The message in full looks like this
My filter configuration looks like this
filter {
grok {
type => "nexus-log"
break_on_match => false
match => [
"message", "\b\w+\b\s/nexus/content/repositories/(?<repositories>[^/]+)",
"message", "(?<mytimestamp>%{MONTHDAY}/%{MONTH}/%{YEAR}:%{HOUR}:%{MINUTE}:%{SECOND} %{ISO8601_TIMEZONE})",
"message", "(%{WORD:requesttype}) /nexus/content/repositories/"
]
}
date{
match => ["mytimestamp", "dd/MMM/YYYY:HH:mm:ss Z" ]
remove_field => ["mytimestamp"]
}
}
Note that this is nothing that really needs an urgent fix although it would look nicer.
I'm not sure exactly how break_on_match
affects the addition of the _grokparsefailure
tag, but if the tag is added unless all expressions match then that's clearly the reason since /nexus doesn't match /nexus/content/repositories.
I understand. Well I need to have the break_on_match function so I guess I'll just have to live with it.

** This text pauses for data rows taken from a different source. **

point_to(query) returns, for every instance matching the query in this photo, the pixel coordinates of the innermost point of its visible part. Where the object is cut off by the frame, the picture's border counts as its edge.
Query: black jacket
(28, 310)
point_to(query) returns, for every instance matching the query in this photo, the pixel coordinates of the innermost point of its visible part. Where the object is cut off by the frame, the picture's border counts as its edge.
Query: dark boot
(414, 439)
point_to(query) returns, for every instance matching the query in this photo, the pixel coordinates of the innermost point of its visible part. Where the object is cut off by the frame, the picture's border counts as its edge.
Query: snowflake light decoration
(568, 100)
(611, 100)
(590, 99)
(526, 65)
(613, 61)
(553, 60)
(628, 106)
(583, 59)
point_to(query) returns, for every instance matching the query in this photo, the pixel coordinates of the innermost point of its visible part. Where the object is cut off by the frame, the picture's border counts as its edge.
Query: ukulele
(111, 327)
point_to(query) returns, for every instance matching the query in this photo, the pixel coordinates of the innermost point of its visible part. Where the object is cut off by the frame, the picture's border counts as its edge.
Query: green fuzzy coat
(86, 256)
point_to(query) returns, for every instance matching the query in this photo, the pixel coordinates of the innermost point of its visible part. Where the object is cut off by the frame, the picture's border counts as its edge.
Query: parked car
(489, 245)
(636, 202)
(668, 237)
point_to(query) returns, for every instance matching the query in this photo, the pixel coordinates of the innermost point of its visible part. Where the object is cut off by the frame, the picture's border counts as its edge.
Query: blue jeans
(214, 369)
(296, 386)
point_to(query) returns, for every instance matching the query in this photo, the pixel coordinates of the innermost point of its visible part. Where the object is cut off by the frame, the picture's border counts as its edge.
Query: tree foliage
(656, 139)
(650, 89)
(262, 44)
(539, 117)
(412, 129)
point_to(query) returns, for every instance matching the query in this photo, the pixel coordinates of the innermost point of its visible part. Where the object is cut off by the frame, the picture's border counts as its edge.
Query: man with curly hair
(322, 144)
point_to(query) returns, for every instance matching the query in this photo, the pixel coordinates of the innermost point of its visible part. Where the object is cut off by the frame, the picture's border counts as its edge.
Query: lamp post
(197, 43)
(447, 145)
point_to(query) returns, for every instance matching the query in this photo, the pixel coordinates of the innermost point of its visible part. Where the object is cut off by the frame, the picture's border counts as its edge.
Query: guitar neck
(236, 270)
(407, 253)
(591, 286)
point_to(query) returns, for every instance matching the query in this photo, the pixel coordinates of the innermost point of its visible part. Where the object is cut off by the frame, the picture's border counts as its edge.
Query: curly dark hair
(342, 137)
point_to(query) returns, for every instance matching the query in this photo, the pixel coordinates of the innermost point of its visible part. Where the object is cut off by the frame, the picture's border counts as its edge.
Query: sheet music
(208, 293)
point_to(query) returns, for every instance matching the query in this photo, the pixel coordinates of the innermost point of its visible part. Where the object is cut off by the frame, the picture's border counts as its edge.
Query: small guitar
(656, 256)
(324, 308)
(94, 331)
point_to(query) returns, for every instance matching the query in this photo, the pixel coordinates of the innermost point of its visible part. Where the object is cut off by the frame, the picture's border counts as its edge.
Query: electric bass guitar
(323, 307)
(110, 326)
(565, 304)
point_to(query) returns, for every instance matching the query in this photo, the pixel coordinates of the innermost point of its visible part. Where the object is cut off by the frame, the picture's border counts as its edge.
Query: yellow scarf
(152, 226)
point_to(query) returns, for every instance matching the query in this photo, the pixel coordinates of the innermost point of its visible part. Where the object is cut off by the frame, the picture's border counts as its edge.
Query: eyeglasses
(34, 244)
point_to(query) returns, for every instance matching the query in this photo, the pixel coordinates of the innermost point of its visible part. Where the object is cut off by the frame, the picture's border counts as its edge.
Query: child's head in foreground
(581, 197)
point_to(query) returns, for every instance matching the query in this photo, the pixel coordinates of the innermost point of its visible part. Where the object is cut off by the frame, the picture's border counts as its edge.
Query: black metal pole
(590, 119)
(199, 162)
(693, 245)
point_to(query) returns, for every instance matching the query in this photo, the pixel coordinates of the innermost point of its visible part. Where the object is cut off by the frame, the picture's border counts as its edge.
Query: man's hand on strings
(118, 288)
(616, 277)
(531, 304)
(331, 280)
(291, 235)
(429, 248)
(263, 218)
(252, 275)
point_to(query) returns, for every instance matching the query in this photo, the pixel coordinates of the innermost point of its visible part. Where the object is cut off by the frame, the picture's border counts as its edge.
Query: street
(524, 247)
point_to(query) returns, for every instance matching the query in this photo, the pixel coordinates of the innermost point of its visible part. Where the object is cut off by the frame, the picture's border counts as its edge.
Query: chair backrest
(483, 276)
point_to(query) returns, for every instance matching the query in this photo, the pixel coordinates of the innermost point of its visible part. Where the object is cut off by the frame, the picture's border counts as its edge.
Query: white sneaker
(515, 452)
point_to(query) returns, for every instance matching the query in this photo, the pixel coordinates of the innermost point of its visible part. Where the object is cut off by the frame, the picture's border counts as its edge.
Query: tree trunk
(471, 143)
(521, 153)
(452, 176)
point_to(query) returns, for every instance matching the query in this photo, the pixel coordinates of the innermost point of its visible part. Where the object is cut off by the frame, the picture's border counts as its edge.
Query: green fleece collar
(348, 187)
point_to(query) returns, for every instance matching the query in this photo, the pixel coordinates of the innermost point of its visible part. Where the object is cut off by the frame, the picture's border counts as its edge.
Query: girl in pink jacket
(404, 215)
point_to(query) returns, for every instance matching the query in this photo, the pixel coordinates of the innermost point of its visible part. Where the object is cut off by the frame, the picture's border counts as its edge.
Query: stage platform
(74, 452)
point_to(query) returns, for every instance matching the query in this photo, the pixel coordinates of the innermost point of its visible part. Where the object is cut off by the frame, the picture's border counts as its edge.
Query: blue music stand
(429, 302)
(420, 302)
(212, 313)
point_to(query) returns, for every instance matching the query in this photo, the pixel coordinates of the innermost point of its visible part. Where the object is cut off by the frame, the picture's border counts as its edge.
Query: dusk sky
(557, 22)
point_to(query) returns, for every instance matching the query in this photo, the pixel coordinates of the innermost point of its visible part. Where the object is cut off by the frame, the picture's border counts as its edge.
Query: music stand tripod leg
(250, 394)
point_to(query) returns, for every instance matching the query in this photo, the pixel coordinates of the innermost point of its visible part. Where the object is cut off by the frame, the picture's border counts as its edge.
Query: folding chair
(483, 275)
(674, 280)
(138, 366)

No, you don't need break_on_match
. You could easily merge all three expressions into a single expression. Or, as mentioned previously, use a generic pattern to do the bulk of the parsing instead of reinventing the wheel.
I can see how I might be able to use a generic pattern on the the pattern "repositories" that I have created but I don't really see it happening on the "mytimestamp" part. I'm not entirely sure how to merged them into a single expression either. Wouldn't that look pretty strange?
No, why would it be strange? But yes, becuase you're extracting the repositories
field from the URI you can't use the predefined grok patterns out of the box but you could certainly use them as a starting point. You're attempting to parse a single line so it makes perfect sense to use a single expression for the parsing.